Pink Turns Blue, pionniers de la dark wave et créateurs de l’hymne « Your Master Is Calling » sont de retour pour apporter un peu d’obscurité à notre vie. Ces dernières années, ils ont sorti des disques intéressants. Parmi eux, leur petit dernier, The Aerdt-Untold Stories, en 2016. Nous avons discuté avec Mic Jogwer, chanteur et guitariste de ce groupe allemand. L’année prochaine, ils joueront au W Festival le dimanche, juste après Red Zebra, que nous avons eu le plaisir d’interviewer il y a peu. Bénie sois tu, obscurité.
–Le nom de votre groupe provient d’une chanson de Hüsker Dü. Y a-t-il une quelconque relation entre le son de Pink Turns Blue et le son du groupe de Bob Mould et de Grant Hart ? Pourquoi avoir choisi le nom de cette chanson pour votre groupe ?
–Les deux membres fondateurs, Tom Elbern et moi-même (Mic Jogwer) étions fans du groupe et plus particulièrement de cette chanson. Alors cette histoire d’amour qui de quelque chose de divin et de spécial se transforme en une triste addiction aux drogues nous a vraiment touchés. Musicalement parlant, Pink Turns Blue a toujours eu un côté plus atmosphérique et dark que Hüsker Dü, qui étaient principalement post-punk, voire grunge.

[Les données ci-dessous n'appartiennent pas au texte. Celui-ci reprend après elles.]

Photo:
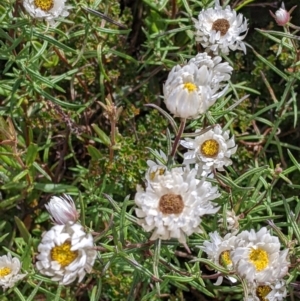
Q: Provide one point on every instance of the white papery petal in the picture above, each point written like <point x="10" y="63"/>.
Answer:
<point x="13" y="266"/>
<point x="196" y="195"/>
<point x="214" y="41"/>
<point x="272" y="269"/>
<point x="205" y="75"/>
<point x="59" y="9"/>
<point x="205" y="164"/>
<point x="72" y="233"/>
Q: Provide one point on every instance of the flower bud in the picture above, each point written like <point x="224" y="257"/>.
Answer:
<point x="62" y="210"/>
<point x="282" y="16"/>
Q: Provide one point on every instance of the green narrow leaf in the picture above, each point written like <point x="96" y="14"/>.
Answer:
<point x="23" y="230"/>
<point x="102" y="136"/>
<point x="19" y="294"/>
<point x="31" y="154"/>
<point x="94" y="153"/>
<point x="58" y="292"/>
<point x="269" y="64"/>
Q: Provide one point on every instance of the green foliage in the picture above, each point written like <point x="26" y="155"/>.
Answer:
<point x="73" y="120"/>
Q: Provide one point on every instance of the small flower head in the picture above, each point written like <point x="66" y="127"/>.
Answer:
<point x="65" y="253"/>
<point x="218" y="251"/>
<point x="275" y="291"/>
<point x="9" y="271"/>
<point x="48" y="10"/>
<point x="221" y="30"/>
<point x="257" y="257"/>
<point x="190" y="90"/>
<point x="62" y="210"/>
<point x="172" y="205"/>
<point x="282" y="16"/>
<point x="211" y="150"/>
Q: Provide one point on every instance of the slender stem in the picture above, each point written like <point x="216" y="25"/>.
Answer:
<point x="177" y="139"/>
<point x="112" y="138"/>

–Aviez-vous une quelconque relation avec le mouvement Neue Deutsche Welle ?
–Au contraire. Le Neue Deutsche Welle prenait tout avec humour, et rien au sérieux. Pink Turns Blue a toujours pris les choses trop au sérieux. C’est pourquoi nous sommes devenus l’un des groupes fondateurs de la dark wave. Ce n’était pas intentionnel, mais à la fin, nous avons fait partie de la nouvelle dark wave qui était complètement opposée à « l’amusante » Neue Deutsche Welle.
–La situation politique allemande a-t-elle affecté votre musique ?

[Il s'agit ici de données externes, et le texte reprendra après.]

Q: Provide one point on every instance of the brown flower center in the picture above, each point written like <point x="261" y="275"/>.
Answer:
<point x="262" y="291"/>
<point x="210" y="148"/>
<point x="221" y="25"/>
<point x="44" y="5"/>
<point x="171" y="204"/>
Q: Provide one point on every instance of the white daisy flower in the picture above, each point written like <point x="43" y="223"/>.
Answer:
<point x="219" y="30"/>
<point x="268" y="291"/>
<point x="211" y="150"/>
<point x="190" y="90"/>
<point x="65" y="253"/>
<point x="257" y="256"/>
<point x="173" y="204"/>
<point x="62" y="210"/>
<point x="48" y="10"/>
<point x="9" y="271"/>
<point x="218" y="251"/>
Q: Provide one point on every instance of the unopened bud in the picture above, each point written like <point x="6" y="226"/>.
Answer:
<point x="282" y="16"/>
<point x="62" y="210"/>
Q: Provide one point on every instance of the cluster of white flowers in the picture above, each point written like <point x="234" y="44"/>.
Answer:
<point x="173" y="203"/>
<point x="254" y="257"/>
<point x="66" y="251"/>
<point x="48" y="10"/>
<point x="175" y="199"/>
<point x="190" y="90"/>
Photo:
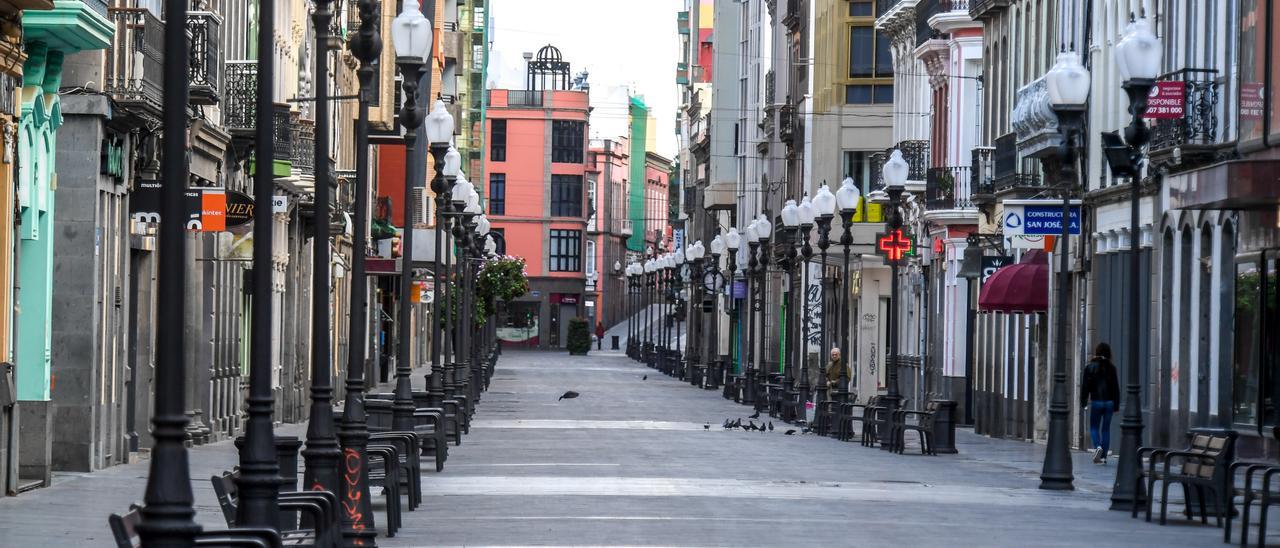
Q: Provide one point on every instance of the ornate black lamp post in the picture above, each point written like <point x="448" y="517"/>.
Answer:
<point x="168" y="517"/>
<point x="714" y="366"/>
<point x="824" y="205"/>
<point x="260" y="471"/>
<point x="807" y="218"/>
<point x="693" y="339"/>
<point x="846" y="199"/>
<point x="732" y="242"/>
<point x="677" y="287"/>
<point x="786" y="263"/>
<point x="1069" y="92"/>
<point x="357" y="515"/>
<point x="753" y="245"/>
<point x="447" y="174"/>
<point x="411" y="36"/>
<point x="632" y="327"/>
<point x="894" y="245"/>
<point x="1138" y="55"/>
<point x="760" y="296"/>
<point x="321" y="453"/>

–Non, et ce ne sera jamais le cas. Pour nous, la politique est proche du mainstream et en profite. Heureusement, notre musique essaie d’inspirer l’être humain et l’âme, et infuse un plus grand effort de l’esprit.
–La pochette de votre premier album If Two World Kiss (1987) est emblématique et correspond parfaitement à son état d’esprit. C’est le visage de votre ancien batteur, n’est-ce pas ? Pourriez-vous nous raconter comment s’est passé l’enregistrement de l’album ?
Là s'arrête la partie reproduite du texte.